Nadia Calviño

Digital and green reforms are central to recovery plan, says economy minister Nadia Calviño.

Employment support schemes helped Spain mitigate the worst effects of the pandemic after the first wave. Now the focus is on the recovery plan, says economy minister Nadia Calviño.

Q: What has been the impact of the coronavirus pandemic on the Spanish economy?

A: The Spanish economy was severely hit by the first wave of the pandemic, mostly due to the higher weight of the most affected sectors, such as tourism and transport. But there was a strong rebound in the summer of 2020 as the lockdown was lifted, and the positive trend was maintained in the fourth quarter.

Recent estimates by the Office of National Statistics, of a yearly gross domestic product (GDP) drop of -11%, are clearly below most forecasts, and confirm that the second and third wave of the pandemic have had a lesser economic impact. This is thanks to the different sets of measures adopted since March 2020, and the flexibility and resilience of a large share of the Spanish economy. 

The pandemic has revealed the strengths and weaknesses of the Spanish economy

Nadia Calviño, economy minister

From the very beginning, we have tailored our response to the evolving needs derived from the evolution of the pandemic and its economic impact.

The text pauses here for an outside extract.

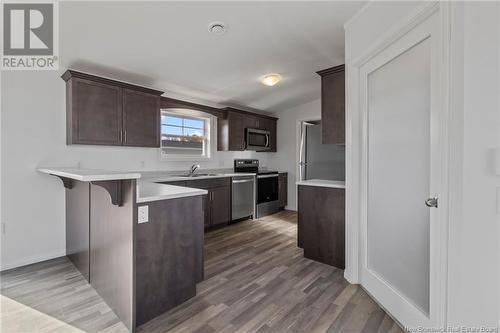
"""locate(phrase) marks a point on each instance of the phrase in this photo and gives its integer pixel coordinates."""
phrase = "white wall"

The range of liquidity and employment support measures have especially targeted the most affected sectors. Of the €115bn mobilised through public guarantees, more than €42bn has reached companies in tourism, retail and transport. We can say the same for public support for short-term work schemes (known as ERTEs) and the special allowance for the self-employed, with an overall support of €40bn extended until May 2021, specifically addressing the most affected sectors.

Q: What has the government done to support businesses? 

A: All in all, the measures implemented since spring 2020 have mobilised financial support of around 20% of GDP, and have been effective in avoiding a much sharper drop and the negative feedback loop with job destruction that we saw in the previous crisis. We will continue to adapt our measures in the coming months, for instance by extending credit payment moratoriums and focusing more on supporting solvency and not only liquidity. This will provide a bridge for companies, workers and households in the remaining period, until [the] vaccination [programme] and immunity allow for a reactivation of sectors that are still under partial hibernation.

Q: What action has been taken to safeguard employment?

A: Thanks to the fast reaction to the pandemic, and in particular to the furlough schemes in place since spring 2020, job losses have been minimised and companies have been able to reopen fast and reincorporate their workers in a very efficient manner. The past year closed with an average unemployment rate of 15.5% — only slightly above that of the previous year and well below all national and international forecasts, and without comparison with that of previous crisis.

The number of workers under furlough schemes has stabilised at around 700,000, despite the second and third waves of the pandemic. This is considerably below the peak of 3.4 million covered by the scheme last spring. Job creation in the second half of 2020 has allowed us to recover an important part of what was lost in the first semester, with a very positive increase in activity, especially among women. 

This confirms that the short-term work scheme mechanism has been effective in protecting companies and jobs, and also as an incentive to recovery, with 80% of workers in ERTE returning to their jobs in the course of the year. Our priority for the coming months is to support the recovery, and boost growth and employment, so that all workers covered by this mechanism can get back to work. 

Q: What are your greatest concerns regarding the Spanish economy?

A: The pandemic has revealed the strengths and weaknesses of the Spanish economy and has accelerated processes of structural transformation that can no longer be postponed. This is why the rapid and effective deployment of the recovery plan is essential to accelerate recovery in 2021, and also to set the path for sustainable long-term growth.

The plan includes transformative investments and reforms, aligned with our European agenda — including the green transition (making up 37% of investment in the coming years), digital transformation (33% of investment), social and territorial cohesion, and gender equality. These cross-cutting objectives are inserted into 30 components focused on projects and reforms with the greatest capacity to boost activity and employment.

We have already presented detailed plans in the areas of digitisation, energy and climate transition. We have launched several calls for interest in areas such as connectivity and 5G deployment, green hydrogen, industry transformation and electric mobility. We will start deploying investments on the basis of our national budget, and I hope the formal process at European level will allow funding to start flowing to the national treasury in the second half of the year.